Debatte Postkapitalismus (III): Innenausstatter mit Ethik gefragt

Demokratie ist im Kapitalismus kein Automatismus. Die Finanzkrise ist die Chance, die Spielregeln unserer Gesellschaft neu zu verhandeln.

Auch Binsenwahrheiten kommen in Zeiten der Krise ins Rutschen. Zu den Geschäftsgrundlagen der "freiheitlichen demokratischen Grundordnung" (im Juristen-Jargon fdGO), gehören nach der Rechtsprechung des Bundesverfassungsgerichts sechs Grundpfeiler: Menschenrechte, Rechtsstaat, Volkssouveränität, Demokratie, Gewaltenteilung und Mehrparteienprinzip. Vom Verfassungsgericht nicht explizit erwähnt, aber im politischen Handgemenge als gleichwertig ins Spiel gebracht wurde und wird ein siebter Pfeiler: die Marktwirtschaft vulgo der Kapitalismus.
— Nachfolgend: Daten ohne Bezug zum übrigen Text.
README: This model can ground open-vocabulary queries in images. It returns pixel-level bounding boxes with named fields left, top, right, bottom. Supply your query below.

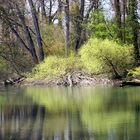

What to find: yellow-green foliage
left=28, top=55, right=80, bottom=79
left=42, top=25, right=65, bottom=55
left=128, top=67, right=140, bottom=77
left=80, top=39, right=134, bottom=74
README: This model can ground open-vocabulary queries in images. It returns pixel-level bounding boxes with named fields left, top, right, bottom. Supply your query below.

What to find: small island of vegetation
left=0, top=0, right=140, bottom=86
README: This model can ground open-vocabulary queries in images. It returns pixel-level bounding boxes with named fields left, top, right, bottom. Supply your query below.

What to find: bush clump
left=80, top=39, right=134, bottom=77
left=27, top=55, right=80, bottom=79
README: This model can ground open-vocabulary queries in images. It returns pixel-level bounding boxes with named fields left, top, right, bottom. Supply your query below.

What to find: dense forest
left=0, top=0, right=140, bottom=83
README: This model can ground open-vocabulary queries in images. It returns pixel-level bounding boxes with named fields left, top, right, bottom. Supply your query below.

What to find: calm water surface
left=0, top=87, right=140, bottom=140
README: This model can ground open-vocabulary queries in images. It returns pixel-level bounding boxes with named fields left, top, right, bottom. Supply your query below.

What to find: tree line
left=0, top=0, right=140, bottom=71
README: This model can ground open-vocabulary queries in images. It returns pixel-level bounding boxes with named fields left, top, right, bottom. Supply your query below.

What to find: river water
left=0, top=87, right=140, bottom=140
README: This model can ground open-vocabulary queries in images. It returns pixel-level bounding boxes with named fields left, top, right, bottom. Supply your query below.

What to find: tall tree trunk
left=129, top=0, right=140, bottom=60
left=40, top=0, right=47, bottom=21
left=58, top=0, right=62, bottom=27
left=49, top=0, right=53, bottom=24
left=75, top=0, right=85, bottom=52
left=16, top=5, right=39, bottom=64
left=123, top=0, right=127, bottom=43
left=65, top=0, right=70, bottom=56
left=28, top=0, right=44, bottom=61
left=114, top=0, right=123, bottom=40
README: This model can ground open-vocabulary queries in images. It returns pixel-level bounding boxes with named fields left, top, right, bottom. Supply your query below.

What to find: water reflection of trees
left=0, top=88, right=140, bottom=140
Mit dem "Erlass" Willy Brandts und der Länderregierungschefs vom 28. Januar 1972 zur "einheitlichen Behandlung der Frage der Verfassungstreue im öffentlichen Dienst", dem sogenannten Radikalenerlass, wurden Bewerber im öffentlichen Dienst in allerlei kruden Verfahren auf ihre fdGO-Tauglichkeit geprüft. Offen oder unter der Hand wurde in den Anhörungsverfahren immer unterstellt, wer Zweifel an der Marktwirtschaft oder am Kapitalismus äußere, stehe nicht wirklich auf dem Boden der fdGO. Antikapitalismus oder radikale Kritik an der Marktwirtschaft standen fortan unter dem Pauschalverdacht, im Kern verfassungs- und staatsfeindlich zu sein. Umgekehrt erschlichen sich Kapitalismus und Marktwirtschaft den Nimbus von Verfassungsprinzipien und den Anschein von Garanten der Demokratie. Kapitalismuskritiker dagegen galten als potenzielle "Feinde" der Demokratie und waren damit prinzipiell in der Defensive.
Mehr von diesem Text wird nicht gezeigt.